Fri, Jan 18, 2013 - Page 11 News List

Live Wire: The DPP Soundtrack

By David Frazier  /  Contributing reporter

The Deadly Vibes will play a free concert tomorrow at Roxy Rocker. Catch ‘em while you can.

Photo courtesy of Up Against the Wall

On Sunday afternoon in Shida Park (師大公園), a shouting match broke out between shopkeepers and the chairman of a neighborhood group. Around 80 or 90 small business owners were assembling for a protest march, holding banners accusing the Taipei City government of malfeasance, mayor Hau Lung-bin (郝龍斌) of stupidity, and city councilor Lee Hsin (李新) of destroying property values to smooth the way for redevelopment.

The marchers — mostly proprietors of coffee shops, night market stalls and small restaurants — told reporters that the city is selectively enforcing regulations in Shida and forcing their shops to close down. In the last year, close to 200 small businesses have been shut down by city officials, and recent months have seen waves of fines against remaining shops and restaurants.

The marchers would eventually join the DPP’s 100,000-person-strong Fury Rally in front of the Presidential Office, and their banners were prominently displayed along the parade route. But before the march could begin, Jerry Liu (劉振偉), a neighborhood organizer lobbying to shut down the businesses, appeared in Shida Park and began heckling them loudly. He was answered by Andy Singh, owner of the restaurant Out of India, who yelled at him, “Get out of here!”.

“We exchanged some insults and threats, and that was about it,” said Singh.

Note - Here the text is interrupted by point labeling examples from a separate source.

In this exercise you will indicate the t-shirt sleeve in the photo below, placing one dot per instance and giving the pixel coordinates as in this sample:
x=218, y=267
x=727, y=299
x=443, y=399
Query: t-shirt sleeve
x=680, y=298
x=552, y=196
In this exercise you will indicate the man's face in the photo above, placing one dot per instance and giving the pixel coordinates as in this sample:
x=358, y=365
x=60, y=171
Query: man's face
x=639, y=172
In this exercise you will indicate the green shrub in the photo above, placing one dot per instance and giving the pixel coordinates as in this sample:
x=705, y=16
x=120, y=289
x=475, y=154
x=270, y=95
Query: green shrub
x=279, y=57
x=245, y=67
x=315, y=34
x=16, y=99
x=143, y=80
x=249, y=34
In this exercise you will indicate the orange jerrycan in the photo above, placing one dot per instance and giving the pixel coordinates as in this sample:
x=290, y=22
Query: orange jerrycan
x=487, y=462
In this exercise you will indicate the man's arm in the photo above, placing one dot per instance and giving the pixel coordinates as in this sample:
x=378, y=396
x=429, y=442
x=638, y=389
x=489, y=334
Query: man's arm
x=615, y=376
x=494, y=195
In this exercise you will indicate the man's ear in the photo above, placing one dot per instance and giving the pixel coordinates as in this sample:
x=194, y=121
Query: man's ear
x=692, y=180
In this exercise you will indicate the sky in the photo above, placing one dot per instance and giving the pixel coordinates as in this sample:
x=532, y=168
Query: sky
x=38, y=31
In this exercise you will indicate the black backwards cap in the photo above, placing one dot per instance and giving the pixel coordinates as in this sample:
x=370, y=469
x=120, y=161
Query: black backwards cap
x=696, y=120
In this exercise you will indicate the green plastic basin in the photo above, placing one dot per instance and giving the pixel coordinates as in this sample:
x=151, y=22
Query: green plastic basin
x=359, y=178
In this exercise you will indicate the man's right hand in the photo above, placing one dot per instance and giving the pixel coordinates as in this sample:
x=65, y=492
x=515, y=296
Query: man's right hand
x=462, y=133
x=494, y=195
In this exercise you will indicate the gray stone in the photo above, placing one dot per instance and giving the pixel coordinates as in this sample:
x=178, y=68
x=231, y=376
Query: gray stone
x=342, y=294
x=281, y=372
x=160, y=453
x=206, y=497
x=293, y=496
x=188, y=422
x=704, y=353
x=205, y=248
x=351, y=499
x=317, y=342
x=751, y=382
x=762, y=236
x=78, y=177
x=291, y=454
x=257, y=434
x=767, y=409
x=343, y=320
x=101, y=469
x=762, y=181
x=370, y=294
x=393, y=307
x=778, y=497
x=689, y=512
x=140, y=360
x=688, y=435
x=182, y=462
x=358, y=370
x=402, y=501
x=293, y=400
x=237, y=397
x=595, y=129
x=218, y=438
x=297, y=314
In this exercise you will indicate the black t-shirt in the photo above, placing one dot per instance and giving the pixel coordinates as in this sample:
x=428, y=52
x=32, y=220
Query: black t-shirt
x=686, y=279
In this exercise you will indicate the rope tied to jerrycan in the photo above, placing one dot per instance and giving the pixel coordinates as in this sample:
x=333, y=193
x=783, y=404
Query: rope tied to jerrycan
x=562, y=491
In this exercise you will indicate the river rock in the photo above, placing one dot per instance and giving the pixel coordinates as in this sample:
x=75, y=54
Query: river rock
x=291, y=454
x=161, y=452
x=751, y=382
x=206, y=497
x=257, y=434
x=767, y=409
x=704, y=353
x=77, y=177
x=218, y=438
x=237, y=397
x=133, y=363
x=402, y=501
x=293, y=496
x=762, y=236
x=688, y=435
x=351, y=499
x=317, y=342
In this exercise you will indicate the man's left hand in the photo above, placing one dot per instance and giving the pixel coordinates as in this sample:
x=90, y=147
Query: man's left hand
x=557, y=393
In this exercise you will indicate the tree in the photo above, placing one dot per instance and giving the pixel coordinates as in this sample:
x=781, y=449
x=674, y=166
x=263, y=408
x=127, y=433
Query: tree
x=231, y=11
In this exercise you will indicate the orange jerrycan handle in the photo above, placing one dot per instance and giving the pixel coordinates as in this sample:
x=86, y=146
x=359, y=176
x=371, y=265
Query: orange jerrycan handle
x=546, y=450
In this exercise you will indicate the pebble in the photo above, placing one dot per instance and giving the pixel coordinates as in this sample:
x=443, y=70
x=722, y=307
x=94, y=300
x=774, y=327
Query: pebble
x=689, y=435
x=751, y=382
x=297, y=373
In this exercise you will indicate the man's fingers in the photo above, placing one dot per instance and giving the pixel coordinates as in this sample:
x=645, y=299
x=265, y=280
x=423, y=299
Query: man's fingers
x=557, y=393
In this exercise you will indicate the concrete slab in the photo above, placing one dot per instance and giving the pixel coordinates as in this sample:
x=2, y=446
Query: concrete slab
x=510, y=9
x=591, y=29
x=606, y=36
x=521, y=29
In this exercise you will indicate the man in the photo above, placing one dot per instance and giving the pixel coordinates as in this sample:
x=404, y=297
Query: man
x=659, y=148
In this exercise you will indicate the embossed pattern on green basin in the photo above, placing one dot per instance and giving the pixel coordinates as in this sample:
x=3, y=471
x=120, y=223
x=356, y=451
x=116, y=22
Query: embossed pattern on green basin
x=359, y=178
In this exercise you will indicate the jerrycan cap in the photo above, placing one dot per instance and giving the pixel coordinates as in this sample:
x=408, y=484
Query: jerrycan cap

The United Daily News meanwhile reported that a scuffle nearly broke out between the two men, and the situation was only defused by the arrival of police.

The protest was the first organized action by Shida’s business owners, and the cause dovetailed nicely with the DPP’s new calls for economic reform and protecting the little man.

Singh says he was nearly given a chance to speak from the rally’s main podium, but in the end there was not enough time. Still, the business owners finally exhibited a bit of unity, and in the process have potentially found some real political support. The fight for Shida continues to stay interesting.

Sitting on the sidelines for this one — stupidly, in my opinion — was Underworld, a live music venue that has been shut down by city regulators twice in the last two years. The bar continues to be plagued by city regulators, who visit so often they are almost becoming regulars, and seem to find new problems at every turn.

The situation has gotten so bad that Underworld was last week forced into a historic announcement: It has banned smoking inside the bar, beginning Jan. 15. The reasons, according to the bar’s blog, were “protests by concerned citizens, immature laws and the government.”

This is almost unthinkable, but will be good for the staff, who would probably have found it healthier to have spent the last 16 years working in a coal mine. But no, I don’t really see this happening. A bar by chainsmokers, of chainsmokers and for chainsmokers. Even if they put a stack of nicotine patches next to the coasters, I don’t think the ban can last. If it does, F***ing Place (操場) would remain unchallenged as Taipei’s only excessively smokey rocker bar.

At the DPP’s Fury Rally — the biggest political mobilization since last year’s presidential election — it is interesting to note that the soundtrack was provided in large part by local indie rock and underground hip hop. Both the rock band LTK Commune (濁水溪公社) and rapper Dog G (大支) were given choice time slots on the main stage, and both are known for their open support of Taiwanese independence and related causes. (Last October, Dog G put out a music video featuring his Holiness the Dalai Lama, who is barred from Taiwan by the current government.)